Elitler Sınıfı - Cilt 17 - Bölüm 9 - Alınan Kararlar
Cilt 17 – Bölüm 9 – Alınan Kararlar
Geçen hafta, özel sınavın olduğu gündü. Ben, Suzune Horikita, Kushida-san’ı en son o gün gördüm. Aradan bir hafta geçti, cuma günü okulun son günü olmasına rağmen, hala kendisini göremedim.
Sadece bu kadarla da bitmiyor. Wang-san ile Hasebe-san da okula gelmediler.
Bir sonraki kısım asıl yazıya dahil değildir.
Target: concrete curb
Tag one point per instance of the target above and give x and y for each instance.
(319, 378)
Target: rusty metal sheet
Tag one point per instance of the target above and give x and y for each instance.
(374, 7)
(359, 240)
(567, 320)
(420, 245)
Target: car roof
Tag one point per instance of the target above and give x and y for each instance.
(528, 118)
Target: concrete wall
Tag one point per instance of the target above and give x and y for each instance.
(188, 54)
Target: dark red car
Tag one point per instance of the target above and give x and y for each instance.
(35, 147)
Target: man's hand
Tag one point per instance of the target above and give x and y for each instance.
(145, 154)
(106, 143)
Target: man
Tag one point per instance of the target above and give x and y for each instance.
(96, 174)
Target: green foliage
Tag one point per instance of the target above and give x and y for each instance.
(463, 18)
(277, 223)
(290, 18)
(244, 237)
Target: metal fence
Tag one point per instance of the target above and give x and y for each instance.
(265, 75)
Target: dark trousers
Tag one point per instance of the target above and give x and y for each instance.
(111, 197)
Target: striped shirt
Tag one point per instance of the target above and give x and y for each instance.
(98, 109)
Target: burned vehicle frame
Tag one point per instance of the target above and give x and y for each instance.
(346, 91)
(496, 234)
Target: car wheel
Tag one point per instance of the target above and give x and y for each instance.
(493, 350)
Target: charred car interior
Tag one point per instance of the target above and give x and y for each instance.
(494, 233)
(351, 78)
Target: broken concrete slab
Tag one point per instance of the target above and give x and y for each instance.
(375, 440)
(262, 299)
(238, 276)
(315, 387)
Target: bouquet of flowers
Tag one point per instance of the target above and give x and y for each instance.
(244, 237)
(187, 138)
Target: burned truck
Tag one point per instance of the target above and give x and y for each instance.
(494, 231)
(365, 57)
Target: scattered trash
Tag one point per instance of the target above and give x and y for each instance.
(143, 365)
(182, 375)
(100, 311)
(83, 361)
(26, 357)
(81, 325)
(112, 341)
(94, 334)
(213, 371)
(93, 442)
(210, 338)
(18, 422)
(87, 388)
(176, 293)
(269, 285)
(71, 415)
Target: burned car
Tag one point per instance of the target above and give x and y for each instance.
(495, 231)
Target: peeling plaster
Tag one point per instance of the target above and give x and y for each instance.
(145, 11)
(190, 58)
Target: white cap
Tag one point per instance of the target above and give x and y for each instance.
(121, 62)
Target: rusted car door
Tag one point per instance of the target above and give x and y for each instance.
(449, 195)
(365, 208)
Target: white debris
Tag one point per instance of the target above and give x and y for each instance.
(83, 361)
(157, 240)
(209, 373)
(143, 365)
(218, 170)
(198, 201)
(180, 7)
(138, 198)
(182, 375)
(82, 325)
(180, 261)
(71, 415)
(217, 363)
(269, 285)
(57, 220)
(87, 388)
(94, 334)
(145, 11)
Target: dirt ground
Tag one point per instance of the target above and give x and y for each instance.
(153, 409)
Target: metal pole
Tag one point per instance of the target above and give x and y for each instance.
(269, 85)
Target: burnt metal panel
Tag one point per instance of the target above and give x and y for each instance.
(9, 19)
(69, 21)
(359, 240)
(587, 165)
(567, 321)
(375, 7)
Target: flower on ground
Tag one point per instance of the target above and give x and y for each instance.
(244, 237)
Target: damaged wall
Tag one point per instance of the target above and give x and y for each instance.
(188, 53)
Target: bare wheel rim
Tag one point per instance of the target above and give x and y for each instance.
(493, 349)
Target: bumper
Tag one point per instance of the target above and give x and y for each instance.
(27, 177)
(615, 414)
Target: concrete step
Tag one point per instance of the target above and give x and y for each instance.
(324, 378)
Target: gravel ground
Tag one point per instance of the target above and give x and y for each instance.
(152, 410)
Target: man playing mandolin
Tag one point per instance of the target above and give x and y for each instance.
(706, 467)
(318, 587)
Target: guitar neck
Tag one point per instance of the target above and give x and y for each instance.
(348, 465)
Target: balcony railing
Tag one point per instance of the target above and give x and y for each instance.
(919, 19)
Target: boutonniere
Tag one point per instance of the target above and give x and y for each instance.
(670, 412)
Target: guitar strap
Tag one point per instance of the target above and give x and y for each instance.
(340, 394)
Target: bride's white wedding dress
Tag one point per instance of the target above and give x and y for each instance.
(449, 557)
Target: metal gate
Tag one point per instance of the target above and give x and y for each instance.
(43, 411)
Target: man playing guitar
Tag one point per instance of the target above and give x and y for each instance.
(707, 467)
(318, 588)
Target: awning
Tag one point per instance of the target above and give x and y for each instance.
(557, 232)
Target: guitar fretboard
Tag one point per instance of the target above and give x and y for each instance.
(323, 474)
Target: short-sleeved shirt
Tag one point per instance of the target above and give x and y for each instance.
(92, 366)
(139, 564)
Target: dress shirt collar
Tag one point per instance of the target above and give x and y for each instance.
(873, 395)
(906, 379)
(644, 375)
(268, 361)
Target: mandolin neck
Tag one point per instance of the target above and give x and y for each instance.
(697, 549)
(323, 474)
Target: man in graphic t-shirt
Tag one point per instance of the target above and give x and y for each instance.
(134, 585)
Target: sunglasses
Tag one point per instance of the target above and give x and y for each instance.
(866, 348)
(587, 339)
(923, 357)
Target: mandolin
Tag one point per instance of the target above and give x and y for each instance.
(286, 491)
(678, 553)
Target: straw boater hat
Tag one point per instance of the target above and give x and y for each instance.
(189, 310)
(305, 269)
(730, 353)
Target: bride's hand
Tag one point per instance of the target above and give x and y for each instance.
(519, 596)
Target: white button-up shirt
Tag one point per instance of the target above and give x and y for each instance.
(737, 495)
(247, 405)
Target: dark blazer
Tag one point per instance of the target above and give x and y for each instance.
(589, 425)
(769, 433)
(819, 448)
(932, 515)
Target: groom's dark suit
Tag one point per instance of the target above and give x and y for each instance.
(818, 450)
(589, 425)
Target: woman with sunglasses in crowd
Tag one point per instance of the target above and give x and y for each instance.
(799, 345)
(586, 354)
Pazartesiden cumaya, beş gün boyunca onlarsız okula gidip geldik.
Spor festivali için ön hazırlıklar ve araştırma süreçleri, öğrenci konseyi işleri ve düzenli ders çalışmalarım…
O kadar yorucu günler geçiriyorum ki, dizlerimin bağı çözülüp duruyor. Ancak burada bayılamam. Onu geri getireceğimi ilan etmişim herkese, henüz hiçbir şey başaramamışken aylaklık edemem.
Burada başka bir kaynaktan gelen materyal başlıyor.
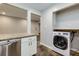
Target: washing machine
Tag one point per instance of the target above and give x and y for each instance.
(61, 42)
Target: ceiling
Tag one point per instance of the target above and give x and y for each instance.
(12, 11)
(38, 6)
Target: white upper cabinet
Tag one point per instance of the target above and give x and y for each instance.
(67, 18)
(29, 46)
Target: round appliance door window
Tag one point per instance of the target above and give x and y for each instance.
(60, 42)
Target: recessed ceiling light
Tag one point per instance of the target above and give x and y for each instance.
(3, 13)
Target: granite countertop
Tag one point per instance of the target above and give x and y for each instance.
(15, 36)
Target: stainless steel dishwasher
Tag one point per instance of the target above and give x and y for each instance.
(10, 48)
(14, 49)
(3, 48)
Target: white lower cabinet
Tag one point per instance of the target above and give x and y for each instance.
(28, 46)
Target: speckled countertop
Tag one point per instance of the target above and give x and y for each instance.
(15, 36)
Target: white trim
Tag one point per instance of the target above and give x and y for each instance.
(46, 45)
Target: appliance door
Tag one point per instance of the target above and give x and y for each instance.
(60, 42)
(14, 47)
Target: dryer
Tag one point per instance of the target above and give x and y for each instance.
(61, 42)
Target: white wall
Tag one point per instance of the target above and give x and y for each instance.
(23, 6)
(68, 18)
(47, 24)
(29, 11)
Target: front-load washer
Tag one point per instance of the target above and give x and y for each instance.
(61, 42)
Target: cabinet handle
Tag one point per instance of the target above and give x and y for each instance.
(29, 43)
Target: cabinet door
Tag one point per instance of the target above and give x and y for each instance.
(25, 47)
(33, 45)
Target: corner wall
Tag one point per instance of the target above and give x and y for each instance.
(47, 24)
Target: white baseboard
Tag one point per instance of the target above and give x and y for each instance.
(46, 45)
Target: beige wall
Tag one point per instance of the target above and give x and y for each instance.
(11, 25)
(35, 27)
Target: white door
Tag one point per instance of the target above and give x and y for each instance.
(33, 46)
(25, 43)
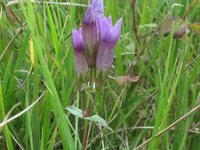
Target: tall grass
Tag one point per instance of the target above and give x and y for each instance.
(168, 88)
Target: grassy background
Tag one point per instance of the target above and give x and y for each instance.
(168, 88)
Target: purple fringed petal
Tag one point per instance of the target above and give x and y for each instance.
(98, 7)
(109, 36)
(79, 56)
(116, 31)
(90, 36)
(104, 30)
(89, 17)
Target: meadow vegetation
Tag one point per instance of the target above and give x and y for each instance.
(150, 98)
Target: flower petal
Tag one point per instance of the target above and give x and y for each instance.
(79, 56)
(98, 7)
(89, 17)
(116, 31)
(77, 40)
(109, 36)
(104, 30)
(104, 58)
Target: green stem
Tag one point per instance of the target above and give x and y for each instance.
(76, 122)
(85, 121)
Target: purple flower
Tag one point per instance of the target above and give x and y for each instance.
(90, 31)
(79, 53)
(94, 45)
(108, 37)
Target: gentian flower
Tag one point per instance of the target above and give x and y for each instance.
(108, 37)
(79, 53)
(94, 44)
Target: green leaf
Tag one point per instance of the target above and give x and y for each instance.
(79, 113)
(75, 111)
(98, 119)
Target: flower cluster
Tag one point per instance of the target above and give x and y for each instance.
(95, 42)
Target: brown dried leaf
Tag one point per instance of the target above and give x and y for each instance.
(121, 80)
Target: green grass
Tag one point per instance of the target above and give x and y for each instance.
(168, 88)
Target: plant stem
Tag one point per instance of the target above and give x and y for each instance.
(76, 122)
(85, 121)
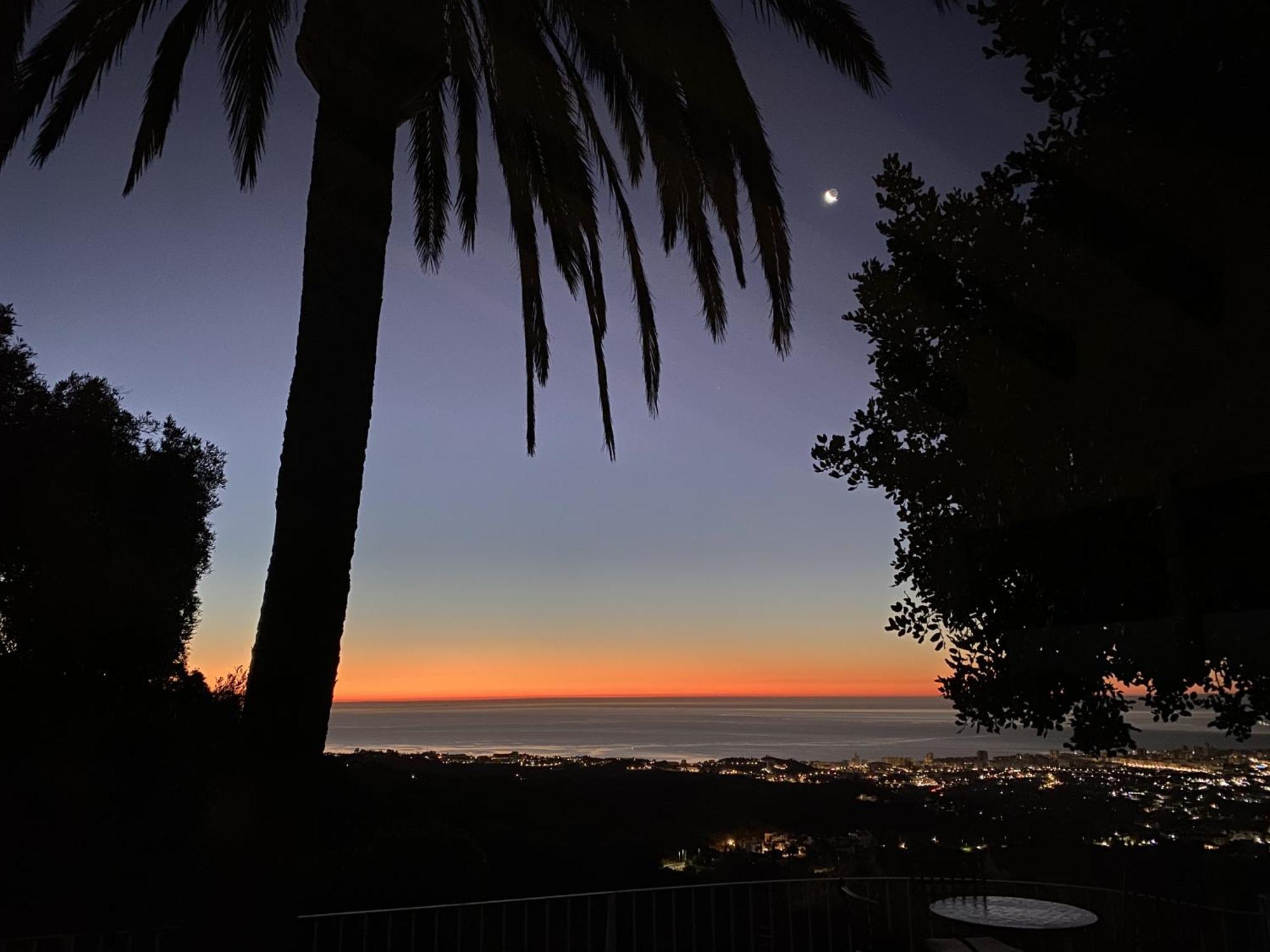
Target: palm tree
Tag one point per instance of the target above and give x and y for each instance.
(675, 97)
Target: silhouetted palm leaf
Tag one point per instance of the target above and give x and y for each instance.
(670, 83)
(163, 91)
(250, 34)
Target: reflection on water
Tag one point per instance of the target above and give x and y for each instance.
(700, 729)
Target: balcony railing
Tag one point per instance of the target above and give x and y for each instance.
(858, 915)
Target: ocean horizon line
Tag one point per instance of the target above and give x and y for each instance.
(468, 699)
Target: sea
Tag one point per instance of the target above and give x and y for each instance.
(714, 728)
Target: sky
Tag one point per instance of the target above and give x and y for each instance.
(709, 559)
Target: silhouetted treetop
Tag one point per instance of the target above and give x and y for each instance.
(106, 536)
(664, 69)
(1071, 384)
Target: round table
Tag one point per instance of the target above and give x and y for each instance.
(1013, 913)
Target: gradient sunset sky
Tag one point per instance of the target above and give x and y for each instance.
(708, 560)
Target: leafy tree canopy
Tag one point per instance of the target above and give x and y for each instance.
(106, 536)
(1070, 397)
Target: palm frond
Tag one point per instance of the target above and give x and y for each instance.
(36, 77)
(98, 54)
(594, 35)
(596, 310)
(250, 36)
(730, 96)
(163, 91)
(832, 29)
(15, 21)
(429, 144)
(465, 96)
(609, 171)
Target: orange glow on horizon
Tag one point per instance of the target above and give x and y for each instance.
(500, 666)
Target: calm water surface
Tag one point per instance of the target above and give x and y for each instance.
(703, 729)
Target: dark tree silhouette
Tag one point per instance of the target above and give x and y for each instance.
(680, 107)
(106, 536)
(1071, 385)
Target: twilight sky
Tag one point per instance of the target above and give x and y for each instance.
(708, 560)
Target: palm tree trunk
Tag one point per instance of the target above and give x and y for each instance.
(297, 651)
Ayanokōji-kun’u defalarca arama isteğim oldu ve hepsinde de kendimi tuttum. Aradığım cevabı verme ihtimali yüksek olsa da, bu konuyu kendi başıma halletmeliyim.
“ Rehberlik dersimiz burada bitmiştir.”
Chabashira-sensei’nin dersi biter bitmez, sınıftan çıkarak peşine düştüm.
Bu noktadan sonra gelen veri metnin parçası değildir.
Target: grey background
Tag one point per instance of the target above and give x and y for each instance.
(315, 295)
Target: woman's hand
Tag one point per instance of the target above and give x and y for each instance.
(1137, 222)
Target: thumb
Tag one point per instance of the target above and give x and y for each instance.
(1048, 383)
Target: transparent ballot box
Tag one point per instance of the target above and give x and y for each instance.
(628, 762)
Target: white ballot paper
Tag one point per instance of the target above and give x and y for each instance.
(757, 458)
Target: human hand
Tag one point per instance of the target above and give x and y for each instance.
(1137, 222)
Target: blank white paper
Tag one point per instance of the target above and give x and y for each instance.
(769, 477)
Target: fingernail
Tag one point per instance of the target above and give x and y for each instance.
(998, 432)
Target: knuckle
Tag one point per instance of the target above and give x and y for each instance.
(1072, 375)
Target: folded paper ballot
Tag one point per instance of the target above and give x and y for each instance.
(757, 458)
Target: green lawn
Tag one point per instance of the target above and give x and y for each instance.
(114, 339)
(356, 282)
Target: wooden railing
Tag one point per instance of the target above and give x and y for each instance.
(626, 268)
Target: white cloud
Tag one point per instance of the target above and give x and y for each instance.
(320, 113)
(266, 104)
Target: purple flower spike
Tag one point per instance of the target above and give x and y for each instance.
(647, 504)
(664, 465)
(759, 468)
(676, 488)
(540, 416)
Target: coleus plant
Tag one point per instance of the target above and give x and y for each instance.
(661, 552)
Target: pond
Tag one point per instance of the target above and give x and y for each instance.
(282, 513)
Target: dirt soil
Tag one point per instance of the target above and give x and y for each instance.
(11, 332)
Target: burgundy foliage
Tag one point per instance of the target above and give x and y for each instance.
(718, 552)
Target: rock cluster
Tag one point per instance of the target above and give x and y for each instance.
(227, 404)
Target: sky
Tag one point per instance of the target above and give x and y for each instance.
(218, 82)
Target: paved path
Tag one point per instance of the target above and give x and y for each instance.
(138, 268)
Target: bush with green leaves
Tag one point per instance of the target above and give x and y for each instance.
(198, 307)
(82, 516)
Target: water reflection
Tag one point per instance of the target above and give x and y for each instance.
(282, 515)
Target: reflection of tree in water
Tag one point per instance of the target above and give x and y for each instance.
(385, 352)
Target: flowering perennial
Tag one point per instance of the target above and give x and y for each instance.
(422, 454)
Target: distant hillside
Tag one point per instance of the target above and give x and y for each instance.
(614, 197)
“Sensei, sizinle konuşabilir miyim?”
“Olur, yürüyerek konuşalım.”
Koridor gelen geçen öğrencilerle dolu olduğu için, Chabashira- sensei söyleyeceklerimi hareket halinde dinlemeyi teklif etti.
“Kushida-san, Wang-san ve Hasebe-san okula gelmeyeli epey oldu.”
“Ah, evet. Hasebe ile Wang hastalar. Ama hastaneden bilgilendirme gelmedi. Kushida ise, okula gelmeyeceğini söyleyip açıklama yapmadı.”
Onların devamsızlığı, sınıfımızın eksi puan almasına sebep olabilir.
“Peki, bu devamsızlıkların bize pahalıya mal olacağı bir duruma geldik mi?”
Net bir cevap alır mıyım bilemiyorum ama sorayım.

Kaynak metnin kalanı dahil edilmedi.